Viennent ensuite les réalités si bien évoquées de la vie d'un adolescent dans ces années-là, dans cette région-là, dans ce milieu-là. L'auteur n'évoque pratiquement aucune réalité concrète et précise, en dehors d'une allusion au jeu de "Monopoly", mais tout ce qu'il dépeint ne pouvait exister que dans ces années d'avant, ces années de notre jeunesse...
Dans cette Normandie encore suffisamment rurale pour qu'un gamin parte à la chasse avec sa chienne tout en ayant l'assentiment de ses parents, pour qu'un gamin se confronte aussi radicalement à Dame Nature, pour qu'un gamin puisse ainsi divaguer – libre ! – loin de la demeure familiale, dans ce milieu social relativement aisé, resté toutefois profondément attaché à sa petite bourgade.
Tout cela a aujourd'hui disparu, dans un monde qui se veut et se croit "moderne" parce que urbanisé à l'extrême, un monde dans lequel la majorité des enfants – enchaînés – s'abrutissent d'inaction devant des écrans les confinant dans une impuissance pathologique, un monde d' urbanisme automobilistique radicalement hostile à l'enfance, un triste monde dans lequel l'écrasante majorité des petit(-e)s ne voient et ne perçoivent rigoureusement plus rien de l'environnement naturel.

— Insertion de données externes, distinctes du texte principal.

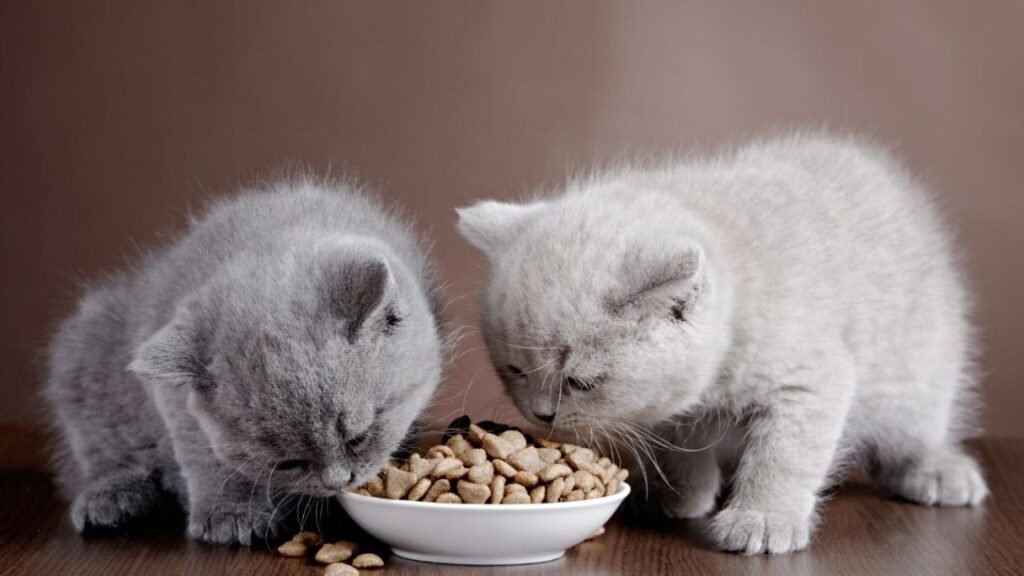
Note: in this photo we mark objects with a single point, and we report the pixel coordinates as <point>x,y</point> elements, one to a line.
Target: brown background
<point>117,116</point>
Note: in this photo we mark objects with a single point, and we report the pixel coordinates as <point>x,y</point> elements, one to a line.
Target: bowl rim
<point>621,494</point>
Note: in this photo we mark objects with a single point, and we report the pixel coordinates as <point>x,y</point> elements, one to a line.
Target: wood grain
<point>861,533</point>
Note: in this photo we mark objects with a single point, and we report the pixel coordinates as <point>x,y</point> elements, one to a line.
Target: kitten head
<point>596,315</point>
<point>306,371</point>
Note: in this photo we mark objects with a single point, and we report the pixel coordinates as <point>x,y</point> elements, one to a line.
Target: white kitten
<point>806,288</point>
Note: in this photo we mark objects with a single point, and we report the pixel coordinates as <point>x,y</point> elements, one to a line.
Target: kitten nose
<point>546,417</point>
<point>335,477</point>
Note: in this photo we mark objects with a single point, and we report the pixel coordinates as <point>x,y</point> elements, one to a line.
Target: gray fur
<point>286,324</point>
<point>797,301</point>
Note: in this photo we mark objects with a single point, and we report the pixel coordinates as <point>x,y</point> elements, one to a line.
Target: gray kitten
<point>285,343</point>
<point>797,301</point>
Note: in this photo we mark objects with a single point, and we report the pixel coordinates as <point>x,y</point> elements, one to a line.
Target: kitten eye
<point>285,465</point>
<point>354,443</point>
<point>679,311</point>
<point>391,321</point>
<point>515,371</point>
<point>577,383</point>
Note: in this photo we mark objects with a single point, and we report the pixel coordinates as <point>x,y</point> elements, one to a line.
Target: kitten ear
<point>663,282</point>
<point>360,288</point>
<point>174,353</point>
<point>491,224</point>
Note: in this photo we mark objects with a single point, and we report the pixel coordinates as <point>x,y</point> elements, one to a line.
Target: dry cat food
<point>497,464</point>
<point>334,554</point>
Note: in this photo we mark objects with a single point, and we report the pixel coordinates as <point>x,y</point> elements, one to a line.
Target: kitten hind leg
<point>115,499</point>
<point>940,477</point>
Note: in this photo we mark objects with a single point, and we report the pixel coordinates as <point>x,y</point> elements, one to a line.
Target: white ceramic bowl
<point>480,534</point>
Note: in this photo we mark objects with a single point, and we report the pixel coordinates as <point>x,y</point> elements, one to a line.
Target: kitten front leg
<point>792,442</point>
<point>228,509</point>
<point>691,466</point>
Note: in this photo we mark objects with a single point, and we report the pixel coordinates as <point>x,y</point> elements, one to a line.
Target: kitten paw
<point>754,532</point>
<point>113,501</point>
<point>229,524</point>
<point>949,480</point>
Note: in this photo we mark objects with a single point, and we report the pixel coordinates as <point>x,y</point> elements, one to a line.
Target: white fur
<point>824,316</point>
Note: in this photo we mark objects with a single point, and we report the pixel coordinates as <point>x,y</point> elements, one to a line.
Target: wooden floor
<point>861,533</point>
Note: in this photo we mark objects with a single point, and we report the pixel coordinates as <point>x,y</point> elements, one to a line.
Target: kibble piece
<point>528,480</point>
<point>588,466</point>
<point>497,489</point>
<point>504,468</point>
<point>397,483</point>
<point>476,434</point>
<point>585,480</point>
<point>459,444</point>
<point>341,570</point>
<point>338,551</point>
<point>449,498</point>
<point>516,498</point>
<point>526,459</point>
<point>481,474</point>
<point>586,453</point>
<point>421,466</point>
<point>551,471</point>
<point>442,467</point>
<point>308,538</point>
<point>545,443</point>
<point>473,457</point>
<point>580,460</point>
<point>420,490</point>
<point>569,484</point>
<point>555,489</point>
<point>473,493</point>
<point>293,549</point>
<point>376,487</point>
<point>537,494</point>
<point>368,561</point>
<point>440,452</point>
<point>439,487</point>
<point>515,439</point>
<point>514,488</point>
<point>549,455</point>
<point>496,447</point>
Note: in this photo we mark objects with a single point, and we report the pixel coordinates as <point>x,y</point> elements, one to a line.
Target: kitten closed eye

L'ode à l'hiver, au froid, à la neige fait vibrer l'enfant lotharingien que j'étais dans ces années ici décrites. Pour la plupart, nous étions encore – comme Grainville – directement (re)liés à la campagne soit par nos parents soit par nos grands-parents, soit tout simplement par le lieu où nous habitions : c'était avant la destruction systématique du monde rural. Nous dormions dans des chambres sans chauffage : une bonne brique réfractaire au fond du lit gelé, une grosse couverture piquée jointe à un édredon ventru, et le sommeil bienheureux était d'une qualité infinie, au creux d'une température de dix douze degrés tout au plus, avec les vitres décorées de givre. le lendemain, retournés à l'état sauvage mais chaudement "couverts" par des mères attentionnées (pas encore hypnotisées par la télévision et l'hypermarché si ce n'est le "teleshopping"), nous arpentions la campagne, immense pour nos si petites jambes : pour la magie de la couverture blanche recouvrant le paysage, je ne puis que renvoyer aux pages éblouissantes de Grainville.

Lequel, en tant que Normand, eut le bonheur de connaître de surcroît l'hiver sur la mer, calme ou déchaînée. Les vagues noyées dans la neige ! Grands Dieux, ce que ce devait être beau ! et quels sommets poétiques dans les phrases de l'auteur.
C'était bien avant la déchéance des "loisirs" entassant les chairs et les êtres sur des plages surpeuplées, nauséabondes, bruyantes; salies et trop souvent mazoutées puis, en hiver, alignant les citadins assistés salariés asphyxiés déculturés, au pied des tire-fesses.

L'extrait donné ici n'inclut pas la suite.